2. 'Toprak Lekesi'

761 49 21
                                    

Sanırım uzun bir ara verdik ama istediğiniz gibi yeni bölümle geldim.
İyi okumalar 🌱

Ey, bu topraklar için toprağa düşmüş asker!
Gökten ecdad inerek öpse o pak anlı değer.
Ne büyüksün ki kanın kurtarıyor tevhidi...
Bedr'in Arslanları ancak, bu kadar şanlı idi

Mehmet Akif Ersoy

•••

Bölüm şarkısı
'F.D.'
Feridun Düzağaç

•••

Buraya gelişimin üzerinden yaklaşık iki gün geçmişti. Bu sürede Eylem ile daha çok vakit geçirmiştim. Hastanede yoğunluk değişmiyordu. Hep aynı tempoda çalışıyorduk. Şimdiyse bir elimizde kahve bir elimizde sigara molanın hakkını veriyorduk. Kahvemin son yudumu, sigaramın son nefesi. Ruhumu sarıyordu adeta, bir akşamüstü.

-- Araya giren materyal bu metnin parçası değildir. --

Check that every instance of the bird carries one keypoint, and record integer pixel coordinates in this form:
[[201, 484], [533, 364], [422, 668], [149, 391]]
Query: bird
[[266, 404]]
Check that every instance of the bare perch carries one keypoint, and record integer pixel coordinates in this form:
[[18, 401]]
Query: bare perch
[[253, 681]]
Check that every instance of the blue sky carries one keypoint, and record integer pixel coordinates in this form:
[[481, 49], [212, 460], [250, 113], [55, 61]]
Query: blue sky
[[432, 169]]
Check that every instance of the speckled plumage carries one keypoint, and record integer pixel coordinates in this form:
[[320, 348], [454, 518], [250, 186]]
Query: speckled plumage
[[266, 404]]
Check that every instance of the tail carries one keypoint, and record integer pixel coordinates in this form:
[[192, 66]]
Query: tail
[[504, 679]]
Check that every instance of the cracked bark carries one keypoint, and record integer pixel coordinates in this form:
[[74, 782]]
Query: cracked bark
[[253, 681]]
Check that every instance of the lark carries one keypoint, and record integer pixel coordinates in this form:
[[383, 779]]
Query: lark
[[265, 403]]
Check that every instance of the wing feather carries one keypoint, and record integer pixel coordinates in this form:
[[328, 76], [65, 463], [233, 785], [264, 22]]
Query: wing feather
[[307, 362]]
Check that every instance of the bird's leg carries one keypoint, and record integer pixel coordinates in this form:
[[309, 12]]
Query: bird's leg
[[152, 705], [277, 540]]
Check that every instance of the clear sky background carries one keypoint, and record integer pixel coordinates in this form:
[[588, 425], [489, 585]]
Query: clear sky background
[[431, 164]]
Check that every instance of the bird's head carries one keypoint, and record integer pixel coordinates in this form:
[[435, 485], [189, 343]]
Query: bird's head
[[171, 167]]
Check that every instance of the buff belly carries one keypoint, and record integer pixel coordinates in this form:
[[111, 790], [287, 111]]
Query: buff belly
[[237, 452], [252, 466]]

Eylem ile konuşmaya devam ediyorken, içeriden başka bir hemşire Eylem'i çağırmıştı. Eylem sigarısını söndürüp, izmaritini küllüğe bırakmıştı. Kahvesinden yudumunu alıp, içeri gitti.
Ben bulunduğumuz yerde dikilmeye devam ederken, bir askerin hastaneye celallenerek girdiğini gördüm. Hastaneye ilk geldiğimde bir askerin acil ameliyatına girmiştim. Bu asker ise dikkatimi çekmişti. Bir problem olabilir miydi?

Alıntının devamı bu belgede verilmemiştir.